5.1 Submittal Drawings
Schematic drawings and diagrams shall be submitted to the client for their review after receipt of order. As required, all drawings shall be signed and sealed by a licensed professional engineer.
5.2 Submittal Calculations
As required, structural calculations shall be submitted to the client. All calculations will be signed and sealed by a licensed professional engineer.
All cutting and drilling fabrication to be done by experienced fiberglass workers using carbide or diamond-tipped tooling to a tolerance of 1/16″. No material deviations beyond industry standards are accepted. All cut edges to be cleaned and sealed.
7.1 Rail Height
Railing height shall be 42” above the floor deck with an optional 54” high railing available upon request. For equestrian bridge, the railing height is recommended to be 54” above the floor deck.
Horizontal safety mid-rails shall be located on the inside of the trusses. Maximum opening between the
mid-rails shall not be greater than 4” spacing.
7.3 Toe Kick
3” Channel “Toe Kick” are standard and must be installed no more than 1” above the decking.
Bridge color shall be determined by client with Olive Green as the standard color. No painting is required as the color is added during the manufacturing process. Custom colors can be provided upon request.
9.0 DELIVERY AND ERECTION
Delivery is made by truck to a location nearest the site accessible by roads. The manufacturer shall notify the client in advance of the expected time of arrival at the site. Bridges are usually shipped to the site in component parts or partially assembled depending on site requirements. The spans can then be completely assembled using standard hand tools. Upon request, bridges can also be shipped fully assembled to the site. Unloading, splicing (if required) and placement of the bridge will be the responsibility of the client.
9.1 Bridge Assembly
For bridges shipped in component parts or partially assembled, the manufacturer shall provide assembly drawings and a recommended assembly procedure for building the bridge.

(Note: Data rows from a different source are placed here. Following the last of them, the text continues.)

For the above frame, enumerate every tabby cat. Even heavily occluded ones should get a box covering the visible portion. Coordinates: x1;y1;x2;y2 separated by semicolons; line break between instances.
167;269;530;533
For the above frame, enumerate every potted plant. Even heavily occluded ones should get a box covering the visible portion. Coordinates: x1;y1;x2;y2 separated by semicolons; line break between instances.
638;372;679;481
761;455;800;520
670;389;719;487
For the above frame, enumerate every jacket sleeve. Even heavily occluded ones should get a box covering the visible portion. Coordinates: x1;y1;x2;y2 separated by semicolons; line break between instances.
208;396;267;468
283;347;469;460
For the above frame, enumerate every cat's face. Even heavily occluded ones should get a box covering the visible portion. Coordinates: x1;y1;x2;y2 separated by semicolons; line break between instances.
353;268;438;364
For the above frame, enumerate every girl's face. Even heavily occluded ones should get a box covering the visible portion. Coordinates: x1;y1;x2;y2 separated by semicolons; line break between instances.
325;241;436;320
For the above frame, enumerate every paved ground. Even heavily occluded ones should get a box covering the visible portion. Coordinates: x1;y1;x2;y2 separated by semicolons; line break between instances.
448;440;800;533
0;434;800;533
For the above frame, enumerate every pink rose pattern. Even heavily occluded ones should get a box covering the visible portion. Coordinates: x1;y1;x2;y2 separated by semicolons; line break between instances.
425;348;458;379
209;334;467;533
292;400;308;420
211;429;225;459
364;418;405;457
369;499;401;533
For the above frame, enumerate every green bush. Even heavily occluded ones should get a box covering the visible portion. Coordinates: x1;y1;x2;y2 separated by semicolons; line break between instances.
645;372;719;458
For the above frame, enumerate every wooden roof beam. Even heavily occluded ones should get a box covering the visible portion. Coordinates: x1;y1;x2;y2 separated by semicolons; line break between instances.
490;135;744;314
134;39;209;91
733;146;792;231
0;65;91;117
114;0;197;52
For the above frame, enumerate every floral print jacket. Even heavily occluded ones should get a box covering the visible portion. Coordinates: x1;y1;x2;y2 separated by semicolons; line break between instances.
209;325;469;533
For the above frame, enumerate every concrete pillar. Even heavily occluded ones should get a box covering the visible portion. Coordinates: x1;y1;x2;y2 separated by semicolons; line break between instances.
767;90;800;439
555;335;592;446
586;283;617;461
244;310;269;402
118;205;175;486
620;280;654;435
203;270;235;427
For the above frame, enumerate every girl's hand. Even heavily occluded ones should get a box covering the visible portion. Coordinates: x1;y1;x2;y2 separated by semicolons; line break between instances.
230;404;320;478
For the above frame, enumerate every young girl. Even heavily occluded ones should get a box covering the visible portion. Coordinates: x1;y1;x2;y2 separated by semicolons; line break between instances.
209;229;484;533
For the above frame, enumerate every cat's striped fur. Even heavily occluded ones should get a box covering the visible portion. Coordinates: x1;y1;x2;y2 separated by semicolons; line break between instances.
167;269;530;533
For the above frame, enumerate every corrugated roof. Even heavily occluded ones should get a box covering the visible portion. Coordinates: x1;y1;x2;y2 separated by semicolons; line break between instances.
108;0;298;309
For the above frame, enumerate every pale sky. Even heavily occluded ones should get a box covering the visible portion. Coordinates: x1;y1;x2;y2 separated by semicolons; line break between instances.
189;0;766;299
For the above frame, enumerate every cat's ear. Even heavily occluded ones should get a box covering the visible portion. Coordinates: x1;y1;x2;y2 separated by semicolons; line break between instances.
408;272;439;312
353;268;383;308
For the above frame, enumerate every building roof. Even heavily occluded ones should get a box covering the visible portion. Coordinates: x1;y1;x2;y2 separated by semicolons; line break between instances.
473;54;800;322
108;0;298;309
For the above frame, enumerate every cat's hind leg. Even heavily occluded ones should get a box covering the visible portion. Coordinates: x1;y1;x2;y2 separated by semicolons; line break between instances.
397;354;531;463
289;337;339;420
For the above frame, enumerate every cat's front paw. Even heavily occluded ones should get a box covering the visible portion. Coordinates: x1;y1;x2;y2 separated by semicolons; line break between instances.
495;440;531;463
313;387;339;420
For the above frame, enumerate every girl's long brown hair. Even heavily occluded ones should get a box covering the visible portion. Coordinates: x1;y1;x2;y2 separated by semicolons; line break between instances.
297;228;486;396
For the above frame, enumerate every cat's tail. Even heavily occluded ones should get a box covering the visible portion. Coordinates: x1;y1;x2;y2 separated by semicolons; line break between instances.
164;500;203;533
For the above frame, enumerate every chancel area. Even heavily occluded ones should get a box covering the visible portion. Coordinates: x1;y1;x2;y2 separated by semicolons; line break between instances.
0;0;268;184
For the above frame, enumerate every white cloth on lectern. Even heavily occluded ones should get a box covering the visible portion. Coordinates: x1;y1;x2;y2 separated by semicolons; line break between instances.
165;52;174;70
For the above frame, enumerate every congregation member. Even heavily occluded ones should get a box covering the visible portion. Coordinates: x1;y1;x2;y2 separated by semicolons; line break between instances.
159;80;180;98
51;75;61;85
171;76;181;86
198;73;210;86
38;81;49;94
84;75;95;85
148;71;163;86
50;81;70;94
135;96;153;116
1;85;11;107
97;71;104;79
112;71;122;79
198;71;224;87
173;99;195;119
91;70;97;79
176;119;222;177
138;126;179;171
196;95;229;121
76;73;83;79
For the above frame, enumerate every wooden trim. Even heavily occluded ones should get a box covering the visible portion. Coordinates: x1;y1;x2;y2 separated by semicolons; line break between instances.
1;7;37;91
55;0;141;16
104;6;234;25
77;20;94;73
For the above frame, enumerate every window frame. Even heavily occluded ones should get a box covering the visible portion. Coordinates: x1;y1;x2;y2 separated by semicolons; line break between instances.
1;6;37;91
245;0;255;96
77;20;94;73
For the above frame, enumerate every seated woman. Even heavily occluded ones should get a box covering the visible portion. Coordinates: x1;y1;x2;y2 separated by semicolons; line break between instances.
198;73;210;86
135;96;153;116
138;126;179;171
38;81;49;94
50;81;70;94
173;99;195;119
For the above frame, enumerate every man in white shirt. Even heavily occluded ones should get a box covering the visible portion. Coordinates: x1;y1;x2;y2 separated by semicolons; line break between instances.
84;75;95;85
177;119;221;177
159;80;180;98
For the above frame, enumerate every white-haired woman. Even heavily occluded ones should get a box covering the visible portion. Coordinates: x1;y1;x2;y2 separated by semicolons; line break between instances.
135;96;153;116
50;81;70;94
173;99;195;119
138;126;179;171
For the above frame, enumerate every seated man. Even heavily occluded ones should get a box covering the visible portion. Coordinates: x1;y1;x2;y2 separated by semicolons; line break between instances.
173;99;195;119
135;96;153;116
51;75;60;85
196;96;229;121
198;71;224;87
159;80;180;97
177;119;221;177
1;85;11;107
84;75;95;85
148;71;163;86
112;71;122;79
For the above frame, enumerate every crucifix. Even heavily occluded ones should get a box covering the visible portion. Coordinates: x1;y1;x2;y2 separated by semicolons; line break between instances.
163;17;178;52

Temporary supports or rigging equipment, if needed, is the responsibility of the client. For bridges shipped assembled, the manufacturer shall advise the client of the actual lifting weights, attachment points and all necessary information to install the bridge.
9.2 Site Issues and Foundation Design
The engineering design and construction of the bridge abutments, piers and/or footing shall be by the client. The manufacturer will provide the necessary information pertaining to the bridge support reactions. The client shall install the anchor bolts in accordance with the manufacturer’s anchor bolt spacing dimensions.
The manufacturer shall warrant the structural integrity of all FRP materials, design and workmanship for 15 years. This warranty shall not cover defects in the bridge caused by foundation failures, abuse, misuse, overloading, accident, faulty construction or alteration, or other cause not the result of defective materials or workmanship. This warranty shall be limited to the repair or replacement of structural defects and shall not include liability for consequential or incidental damages.